Each utterance in multi-turn empathetic dialogues has features such as emotion, keywords, and utterance-level meaning. Feature transitions between utterances occur naturally. However, existing approaches fail to perceive the transitions because they extract features for the context at the coarse-grained level. To solve the above issue, we propose a novel approach of recognizing feature transitions between utterances, which helps understand the dialogue flow and better grasp the features of utterance that needs attention. Also, we introduce a response generation strategy to help focus on emotion and keywords related to appropriate features when generating responses. Experimental results show that our approach outperforms baselines and especially, achieves significant improvements on multi-turn dialogues.


Conversation Model Fine-Tuning for Classifying Client Utterances in Counseling Dialogues
Sungjoon Park | Donghyun Kim | Alice Oh
Proceedings of the 2019 Conference of the North American Chapter of the Association for Computational Linguistics: Human Language Technologies, Volume 1 (Long and Short Papers)

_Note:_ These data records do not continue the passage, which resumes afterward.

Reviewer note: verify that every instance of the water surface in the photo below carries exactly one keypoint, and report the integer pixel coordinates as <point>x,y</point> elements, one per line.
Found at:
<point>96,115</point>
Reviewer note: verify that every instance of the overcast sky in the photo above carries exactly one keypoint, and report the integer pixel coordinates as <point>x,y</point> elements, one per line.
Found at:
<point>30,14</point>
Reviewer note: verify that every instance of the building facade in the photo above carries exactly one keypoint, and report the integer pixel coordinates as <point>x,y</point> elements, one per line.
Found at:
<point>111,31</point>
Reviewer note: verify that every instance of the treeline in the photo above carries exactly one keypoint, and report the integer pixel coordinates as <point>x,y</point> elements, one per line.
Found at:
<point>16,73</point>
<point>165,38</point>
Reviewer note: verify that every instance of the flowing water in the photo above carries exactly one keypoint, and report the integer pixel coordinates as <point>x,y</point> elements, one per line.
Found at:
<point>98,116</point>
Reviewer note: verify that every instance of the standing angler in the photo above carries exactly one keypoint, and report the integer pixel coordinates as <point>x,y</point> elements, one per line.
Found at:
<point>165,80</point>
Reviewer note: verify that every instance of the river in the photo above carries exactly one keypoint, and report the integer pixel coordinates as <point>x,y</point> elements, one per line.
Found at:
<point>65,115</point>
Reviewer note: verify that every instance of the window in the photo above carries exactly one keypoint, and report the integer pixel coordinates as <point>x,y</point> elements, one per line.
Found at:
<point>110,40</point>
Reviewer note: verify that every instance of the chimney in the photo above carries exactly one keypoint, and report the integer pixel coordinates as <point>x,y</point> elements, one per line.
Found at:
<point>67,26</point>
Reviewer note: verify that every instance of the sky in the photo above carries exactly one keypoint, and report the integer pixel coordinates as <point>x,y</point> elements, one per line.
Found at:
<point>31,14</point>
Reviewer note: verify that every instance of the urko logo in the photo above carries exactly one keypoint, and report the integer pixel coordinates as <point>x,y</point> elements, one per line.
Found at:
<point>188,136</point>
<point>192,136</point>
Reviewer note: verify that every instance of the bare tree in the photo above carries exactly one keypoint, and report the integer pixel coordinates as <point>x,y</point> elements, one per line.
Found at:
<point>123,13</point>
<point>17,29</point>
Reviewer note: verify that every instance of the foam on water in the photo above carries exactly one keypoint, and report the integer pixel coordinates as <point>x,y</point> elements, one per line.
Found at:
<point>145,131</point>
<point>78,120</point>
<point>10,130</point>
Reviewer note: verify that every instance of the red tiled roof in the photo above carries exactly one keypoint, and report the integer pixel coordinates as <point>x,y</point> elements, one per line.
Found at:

The recent surge of text-based online counseling applications enables us to collect and analyze interactions between counselors and clients. A dataset of those interactions can be used to learn to automatically classify the client utterances into categories that help counselors in diagnosing client status and predicting counseling outcome. With proper anonymization, we collect counselor-client dialogues, define meaningful categories of client utterances with professional counselors, and develop a novel neural network model for classifying the client utterances. The central idea of our model, ConvMFiT, is a pre-trained conversation model which consists of a general language model built from an out-of-domain corpus and two role-specific language models built from unlabeled in-domain dialogues. The classification result shows that ConvMFiT outperforms state-of-the-art comparison models. Further, the attention weights in the learned model confirm that the model finds expected linguistic patterns for each category.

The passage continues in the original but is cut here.